Under Coleman's leadership, and against prepared opposition,  a senate committee yesterday voted to issue a subpoena to Pat Browne requesting information pertaining to Allentown's NIZ.  The NIZ has diverted over $half a $billion in state tax revenue for the private real estate empire of a couple local developers

.“The department’s arguments about taxpayer confidentiality are a smokescreen, because no data about individual taxpayers has been requested and confidentiality will be maintained” Coleman said. “The secretary is going to extraordinary lengths to hide this information from legislators and the people we represent. When this much effort is put into preventing people from seeing what’s going on, it casts a cloud of suspicion over the program and the people responsible for properly using the half-billion dollars in tax money. Ultimately, the information included in the subpoena is necessary to determine whether the program is a success or an expensive boondoggle.”

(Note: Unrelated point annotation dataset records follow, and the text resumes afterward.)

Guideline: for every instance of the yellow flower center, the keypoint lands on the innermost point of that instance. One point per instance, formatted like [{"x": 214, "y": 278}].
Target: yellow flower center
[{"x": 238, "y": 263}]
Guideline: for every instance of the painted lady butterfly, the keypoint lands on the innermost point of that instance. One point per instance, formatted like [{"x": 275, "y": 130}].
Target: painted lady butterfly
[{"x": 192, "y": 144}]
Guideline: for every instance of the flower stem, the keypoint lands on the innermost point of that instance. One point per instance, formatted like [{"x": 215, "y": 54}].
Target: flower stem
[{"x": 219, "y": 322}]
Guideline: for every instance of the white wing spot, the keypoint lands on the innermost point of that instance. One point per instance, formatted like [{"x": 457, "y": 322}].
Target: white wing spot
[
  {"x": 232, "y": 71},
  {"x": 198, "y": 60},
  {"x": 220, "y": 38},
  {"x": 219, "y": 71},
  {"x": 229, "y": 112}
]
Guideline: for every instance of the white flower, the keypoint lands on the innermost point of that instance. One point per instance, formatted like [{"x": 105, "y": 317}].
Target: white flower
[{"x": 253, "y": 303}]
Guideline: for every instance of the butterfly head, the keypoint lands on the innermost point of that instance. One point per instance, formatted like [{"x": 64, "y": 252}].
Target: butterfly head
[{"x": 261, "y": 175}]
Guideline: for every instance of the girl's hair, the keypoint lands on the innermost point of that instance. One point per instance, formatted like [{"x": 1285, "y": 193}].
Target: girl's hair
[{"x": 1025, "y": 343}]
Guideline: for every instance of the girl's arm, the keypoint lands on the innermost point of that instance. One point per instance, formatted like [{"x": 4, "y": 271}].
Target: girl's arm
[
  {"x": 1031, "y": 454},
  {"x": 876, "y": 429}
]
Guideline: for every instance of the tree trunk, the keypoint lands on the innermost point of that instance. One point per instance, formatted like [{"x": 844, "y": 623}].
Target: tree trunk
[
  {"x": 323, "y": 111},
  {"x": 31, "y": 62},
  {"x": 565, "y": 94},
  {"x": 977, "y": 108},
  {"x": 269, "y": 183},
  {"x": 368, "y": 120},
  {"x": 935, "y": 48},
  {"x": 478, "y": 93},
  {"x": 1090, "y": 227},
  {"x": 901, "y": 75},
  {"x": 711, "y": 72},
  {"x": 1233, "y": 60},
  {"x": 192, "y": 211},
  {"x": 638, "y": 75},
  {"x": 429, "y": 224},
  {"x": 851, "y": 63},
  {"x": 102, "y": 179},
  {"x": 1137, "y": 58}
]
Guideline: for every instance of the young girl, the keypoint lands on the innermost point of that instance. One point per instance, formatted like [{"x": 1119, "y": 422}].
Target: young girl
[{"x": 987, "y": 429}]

Before the committee voted to issue the subpoena,  state senator Christine Tartaglione spoke forcefully against it.  While she claimed that the full body rejected such an effort previously, it was actually not passed because of a tie vote. Also lobbying against it was senator Jay Costa, who complained about violating the tax confidentiality of the NIZ beneficiaries. Coleman assured his colleagues that the information would be keep confidential by the appointed auditors. Tartaglione noted that she has been in the senate for thirty years. I assume that both she and Costa know Browne quite well, and that he appreciated their effort to restrain Coleman's attempt to gain proper disclosure about a questionable legislation cloaked in secrecy.

Although the subpoena asks the information within a certain time period, there may well be quite a struggle between asking and receiving the information. Taxpayers should be grateful to Coleman for his tenacity in regard to this matter.